A recent decision by the Singapore Income Tax Board of Review (UZF & Anor v Comptroller of Income Tax [2025] SGITBR 4) provides critical guidance on characterizing payments to key personnel in a company sale. The Board ruled that post-sale “Annual Additional Price” payments made to a Managing Director and a Director were capital in nature, not employment income, reversing the Comptroller’s assessment.

The taxpayers were senior executives and minority “quasi-owners” in a corporate group sold via a Share Purchase Agreement (SPA). Alongside the majority owner, they received a Base Price and future Annual Additional Price payments, calculated based on the post-acquisition performance of the enlarged group.

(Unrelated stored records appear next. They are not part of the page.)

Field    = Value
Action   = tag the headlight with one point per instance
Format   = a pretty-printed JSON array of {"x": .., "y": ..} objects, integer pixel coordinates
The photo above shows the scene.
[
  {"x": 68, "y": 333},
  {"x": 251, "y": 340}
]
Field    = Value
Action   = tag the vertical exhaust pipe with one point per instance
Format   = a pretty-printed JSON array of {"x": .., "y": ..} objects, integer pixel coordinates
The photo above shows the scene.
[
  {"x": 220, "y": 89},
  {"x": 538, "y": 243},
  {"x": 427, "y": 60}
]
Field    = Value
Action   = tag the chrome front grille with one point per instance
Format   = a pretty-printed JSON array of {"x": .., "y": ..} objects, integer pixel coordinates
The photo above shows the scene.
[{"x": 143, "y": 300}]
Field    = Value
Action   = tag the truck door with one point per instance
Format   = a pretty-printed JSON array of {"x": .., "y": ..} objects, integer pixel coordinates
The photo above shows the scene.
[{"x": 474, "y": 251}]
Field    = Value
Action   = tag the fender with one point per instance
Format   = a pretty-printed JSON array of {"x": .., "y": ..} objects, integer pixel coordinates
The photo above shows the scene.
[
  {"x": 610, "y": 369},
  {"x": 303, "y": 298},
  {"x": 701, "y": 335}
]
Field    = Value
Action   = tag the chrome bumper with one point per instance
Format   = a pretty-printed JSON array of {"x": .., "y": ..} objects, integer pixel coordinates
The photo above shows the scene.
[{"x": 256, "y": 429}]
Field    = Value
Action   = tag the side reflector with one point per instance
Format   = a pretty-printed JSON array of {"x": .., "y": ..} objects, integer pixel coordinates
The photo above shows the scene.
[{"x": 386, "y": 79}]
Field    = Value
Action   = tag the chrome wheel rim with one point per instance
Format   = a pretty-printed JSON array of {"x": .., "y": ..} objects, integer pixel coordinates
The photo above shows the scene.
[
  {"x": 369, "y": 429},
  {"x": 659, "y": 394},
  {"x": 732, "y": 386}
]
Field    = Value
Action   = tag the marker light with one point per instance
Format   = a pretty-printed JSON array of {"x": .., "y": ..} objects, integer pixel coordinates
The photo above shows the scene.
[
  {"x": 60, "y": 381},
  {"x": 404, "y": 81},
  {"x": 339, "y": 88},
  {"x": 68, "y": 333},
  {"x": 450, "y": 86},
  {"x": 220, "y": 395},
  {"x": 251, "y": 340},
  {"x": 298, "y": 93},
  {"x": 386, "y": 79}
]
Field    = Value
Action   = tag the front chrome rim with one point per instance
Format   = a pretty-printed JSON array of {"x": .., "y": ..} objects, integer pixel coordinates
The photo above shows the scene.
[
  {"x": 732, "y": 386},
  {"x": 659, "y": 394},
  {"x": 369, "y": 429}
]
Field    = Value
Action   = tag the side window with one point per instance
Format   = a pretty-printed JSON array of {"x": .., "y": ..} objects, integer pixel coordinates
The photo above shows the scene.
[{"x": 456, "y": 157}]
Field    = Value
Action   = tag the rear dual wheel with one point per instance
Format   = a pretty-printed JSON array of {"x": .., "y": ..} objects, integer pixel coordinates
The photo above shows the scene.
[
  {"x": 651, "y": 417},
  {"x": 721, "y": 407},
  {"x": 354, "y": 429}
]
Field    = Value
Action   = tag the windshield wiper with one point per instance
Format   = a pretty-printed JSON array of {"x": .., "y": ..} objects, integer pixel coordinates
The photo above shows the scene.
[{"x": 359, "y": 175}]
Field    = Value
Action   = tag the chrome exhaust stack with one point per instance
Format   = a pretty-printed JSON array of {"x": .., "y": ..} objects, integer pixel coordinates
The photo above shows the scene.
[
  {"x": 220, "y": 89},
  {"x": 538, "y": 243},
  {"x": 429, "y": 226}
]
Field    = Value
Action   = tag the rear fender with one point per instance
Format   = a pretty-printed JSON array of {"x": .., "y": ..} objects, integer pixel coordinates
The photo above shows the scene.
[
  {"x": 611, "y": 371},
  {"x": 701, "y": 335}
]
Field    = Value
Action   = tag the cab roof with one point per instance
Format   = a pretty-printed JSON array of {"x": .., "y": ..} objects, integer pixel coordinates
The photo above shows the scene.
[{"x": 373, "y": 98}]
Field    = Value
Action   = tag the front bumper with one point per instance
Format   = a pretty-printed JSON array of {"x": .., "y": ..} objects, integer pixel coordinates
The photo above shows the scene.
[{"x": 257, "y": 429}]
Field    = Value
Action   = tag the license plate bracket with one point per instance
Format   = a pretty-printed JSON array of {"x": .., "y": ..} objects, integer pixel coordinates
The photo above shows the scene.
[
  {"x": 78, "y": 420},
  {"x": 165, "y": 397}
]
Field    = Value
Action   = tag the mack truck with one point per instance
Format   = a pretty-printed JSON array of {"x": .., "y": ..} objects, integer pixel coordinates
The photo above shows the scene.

The tax authority contended these were employment-related earnings.

The Board’s analysis, applying principles from ABB v Comptroller, focused on substance:

  1. Quasi-Ownership Status: The executives were deemed quasi-owners, having shared in company profits for years, despite prior treatment as director’s fees.

  2. SPA Construction: Payments were explicitly consideration for warranties and undertakings given as “Warrantors” in the SPA. Their designation as “Key Employees” within the document was merely a convenient label.

  3. Clawback Mechanisms: Provisions for forfeiture or clawback of these payments functioned as purchase price adjustments for the buyer, not as conditions of employment.

Practical Implications:

  • Structuring Transactions: This underscores the importance of precise drafting in SPAs. To support capital treatment, payments to key seller-executives should be explicitly linked to the sale consideration, warranties, and covenants, not to future employment services.

  • Substance Over Form: Tax authorities and courts will look beyond job titles and contractual labels to the economic substance of the payments and the recipient’s true role in the transaction.

  • Documentation: Maintaining evidence of profit-sharing and ownership-like benefits pre-sale can be pivotal in establishing quasi-owner status for key personnel during a disposal.

This case offers a clear precedent for distinguishing between sale proceeds and post-acquisition employment remuneration, a frequent area of dispute in M&A transactions.